The problem that this paper attempts to solve is the problem of insufficient generalization ability in **Zero - Shot Spatio - Temporal Action Detection**. Specifically, the existing spatio - temporal action detection methods mainly rely on fully - supervised learning, which makes them only able to recognize the action categories included in the training phase and cannot be well generalized to unseen action categories. To overcome this limitation, the author proposes a new method, aiming to use pre - trained image - language models (such as CLIP) to detect unseen actions.
### Main problems
1. **Limitations of existing methods**: Current methods mainly focus on fully - supervised learning, resulting in poor performance in recognizing unseen action categories.
2. **Challenges in multi - action videos**: In real - life scenarios, there may be multiple individuals performing different actions simultaneously in a video, which poses higher requirements for existing methods.
3. **Cost of data annotation**: Fully - supervised learning requires a large amount of annotated data, and the annotation process is very time - consuming and costly.
### Solutions
To solve the above problems, the author proposes the ST - CLIP framework, which specifically includes the following aspects:
- **Person - Context Interaction**: Use the visual knowledge of CLIP to model the relationship between people and their surrounding environment without the need for additional interaction modules.
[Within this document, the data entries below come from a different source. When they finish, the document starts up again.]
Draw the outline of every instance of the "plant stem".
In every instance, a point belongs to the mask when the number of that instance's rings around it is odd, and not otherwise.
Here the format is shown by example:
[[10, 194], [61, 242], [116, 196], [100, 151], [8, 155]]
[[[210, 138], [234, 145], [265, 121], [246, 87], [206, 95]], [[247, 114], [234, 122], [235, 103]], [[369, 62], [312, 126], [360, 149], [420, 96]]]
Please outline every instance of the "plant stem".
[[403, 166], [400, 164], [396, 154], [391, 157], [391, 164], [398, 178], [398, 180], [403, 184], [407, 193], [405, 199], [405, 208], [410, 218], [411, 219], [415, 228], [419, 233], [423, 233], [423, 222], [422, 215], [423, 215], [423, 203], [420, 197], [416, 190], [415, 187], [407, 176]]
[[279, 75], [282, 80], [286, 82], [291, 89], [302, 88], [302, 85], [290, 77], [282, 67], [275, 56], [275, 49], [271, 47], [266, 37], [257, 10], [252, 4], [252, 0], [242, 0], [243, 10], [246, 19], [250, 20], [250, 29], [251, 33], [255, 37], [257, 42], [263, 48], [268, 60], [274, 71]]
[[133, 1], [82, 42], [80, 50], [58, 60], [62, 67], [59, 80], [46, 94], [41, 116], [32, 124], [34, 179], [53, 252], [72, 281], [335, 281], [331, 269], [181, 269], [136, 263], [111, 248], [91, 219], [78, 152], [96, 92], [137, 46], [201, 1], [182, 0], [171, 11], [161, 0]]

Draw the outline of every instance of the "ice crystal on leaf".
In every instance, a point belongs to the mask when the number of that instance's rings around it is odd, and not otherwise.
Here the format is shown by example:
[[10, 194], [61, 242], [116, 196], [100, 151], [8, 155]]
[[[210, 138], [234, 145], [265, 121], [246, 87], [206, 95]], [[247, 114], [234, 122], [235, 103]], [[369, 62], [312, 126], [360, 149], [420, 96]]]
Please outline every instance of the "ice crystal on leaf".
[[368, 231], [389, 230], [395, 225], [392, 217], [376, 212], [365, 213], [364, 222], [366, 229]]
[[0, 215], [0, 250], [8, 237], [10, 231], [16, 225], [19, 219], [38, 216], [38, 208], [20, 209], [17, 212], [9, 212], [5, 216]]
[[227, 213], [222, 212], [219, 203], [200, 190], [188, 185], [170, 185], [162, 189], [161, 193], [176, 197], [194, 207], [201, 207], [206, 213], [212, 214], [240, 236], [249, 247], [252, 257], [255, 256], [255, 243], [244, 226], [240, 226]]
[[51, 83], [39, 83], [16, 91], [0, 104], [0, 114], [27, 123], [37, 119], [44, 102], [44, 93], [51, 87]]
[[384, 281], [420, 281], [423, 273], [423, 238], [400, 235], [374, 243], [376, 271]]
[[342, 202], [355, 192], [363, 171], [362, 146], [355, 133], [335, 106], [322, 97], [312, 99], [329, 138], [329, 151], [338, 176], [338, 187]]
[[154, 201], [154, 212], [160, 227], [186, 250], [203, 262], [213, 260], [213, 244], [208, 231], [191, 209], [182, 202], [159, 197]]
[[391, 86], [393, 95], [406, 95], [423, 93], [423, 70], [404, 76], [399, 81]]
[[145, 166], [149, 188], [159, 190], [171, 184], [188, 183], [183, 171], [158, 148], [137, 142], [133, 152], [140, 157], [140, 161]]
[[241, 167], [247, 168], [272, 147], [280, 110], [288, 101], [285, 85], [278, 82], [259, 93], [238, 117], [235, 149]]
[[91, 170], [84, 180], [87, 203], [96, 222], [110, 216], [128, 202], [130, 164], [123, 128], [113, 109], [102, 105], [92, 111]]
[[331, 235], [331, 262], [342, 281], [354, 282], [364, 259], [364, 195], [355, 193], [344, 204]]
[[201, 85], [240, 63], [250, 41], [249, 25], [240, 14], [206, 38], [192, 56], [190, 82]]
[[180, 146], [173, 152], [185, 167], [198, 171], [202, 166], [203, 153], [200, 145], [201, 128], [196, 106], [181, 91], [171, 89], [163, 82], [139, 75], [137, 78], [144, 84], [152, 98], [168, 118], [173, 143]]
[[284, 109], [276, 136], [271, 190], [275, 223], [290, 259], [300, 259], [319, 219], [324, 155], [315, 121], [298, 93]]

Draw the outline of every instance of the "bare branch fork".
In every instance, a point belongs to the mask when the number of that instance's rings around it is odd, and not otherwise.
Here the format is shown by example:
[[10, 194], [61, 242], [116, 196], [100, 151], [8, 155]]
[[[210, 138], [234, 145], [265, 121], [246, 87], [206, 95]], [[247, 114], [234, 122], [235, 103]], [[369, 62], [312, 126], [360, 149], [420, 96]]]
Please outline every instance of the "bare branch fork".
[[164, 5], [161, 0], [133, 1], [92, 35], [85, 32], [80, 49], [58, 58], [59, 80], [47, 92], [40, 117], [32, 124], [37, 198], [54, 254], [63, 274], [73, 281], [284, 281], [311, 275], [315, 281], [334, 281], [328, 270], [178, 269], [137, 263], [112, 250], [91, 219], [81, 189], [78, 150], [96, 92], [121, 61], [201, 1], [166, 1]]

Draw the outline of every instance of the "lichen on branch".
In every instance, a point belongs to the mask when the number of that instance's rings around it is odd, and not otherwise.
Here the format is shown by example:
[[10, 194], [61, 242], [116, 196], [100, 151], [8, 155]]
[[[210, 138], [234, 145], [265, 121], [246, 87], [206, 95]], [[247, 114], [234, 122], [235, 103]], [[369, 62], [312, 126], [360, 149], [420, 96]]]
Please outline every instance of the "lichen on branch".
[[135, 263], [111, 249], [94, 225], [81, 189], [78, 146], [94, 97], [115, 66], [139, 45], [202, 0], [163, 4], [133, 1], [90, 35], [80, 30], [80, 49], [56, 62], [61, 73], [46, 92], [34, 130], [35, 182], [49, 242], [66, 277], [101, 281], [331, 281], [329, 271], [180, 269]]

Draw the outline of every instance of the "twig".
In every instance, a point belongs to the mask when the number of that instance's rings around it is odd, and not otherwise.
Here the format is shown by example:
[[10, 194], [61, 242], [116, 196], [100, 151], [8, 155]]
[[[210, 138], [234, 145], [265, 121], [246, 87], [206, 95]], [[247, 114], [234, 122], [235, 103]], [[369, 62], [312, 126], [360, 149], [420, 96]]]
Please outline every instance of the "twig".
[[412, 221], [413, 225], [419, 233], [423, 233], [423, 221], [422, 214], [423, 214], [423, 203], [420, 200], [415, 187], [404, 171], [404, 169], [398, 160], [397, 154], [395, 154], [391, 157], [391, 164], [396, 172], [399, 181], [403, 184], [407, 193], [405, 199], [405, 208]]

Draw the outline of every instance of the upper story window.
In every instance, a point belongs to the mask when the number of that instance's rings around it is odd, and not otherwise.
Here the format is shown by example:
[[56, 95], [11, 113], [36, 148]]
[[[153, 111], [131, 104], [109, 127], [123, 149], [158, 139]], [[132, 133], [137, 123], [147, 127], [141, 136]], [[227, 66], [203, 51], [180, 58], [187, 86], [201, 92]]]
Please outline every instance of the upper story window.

- **Context Prompting**: Through a multi - level context - prompting module, gradually use spatio - temporal context information to enhance text descriptions, thereby improving the discriminative ability of classification.
- **Interest Token Spotting**: Introduce an interest token - spotting mechanism to identify the context tokens most relevant to each individual's action and generate personalized text features.
### Evaluation methods
To evaluate the effectiveness of this method, the author established benchmark tests on three popular spatio - temporal action detection datasets (J - HMDB, UCF101 - 24, and AVA) and conducted extensive experiments. In particular, the author ensured a comprehensive evaluation of multiple unseen action categories through cross - validation and random selection of different category combinations.
### Experimental results
The experimental results show that ST - CLIP performs excellently in detecting unseen actions. Especially on the AVA dataset, it can effectively recognize different actions performed by different individuals in the same video. In addition, experiments on the J - HMDB and UCF101 - 24 datasets also prove the competitiveness of this method, demonstrating its potential in practical applications.
In conclusion, the main contribution of this paper is to propose a new framework that can effectively detect spatio - temporal actions in the zero - sample case, solve the lack of generalization ability of existing methods, and provide new ideas for future spatio - temporal action detection research.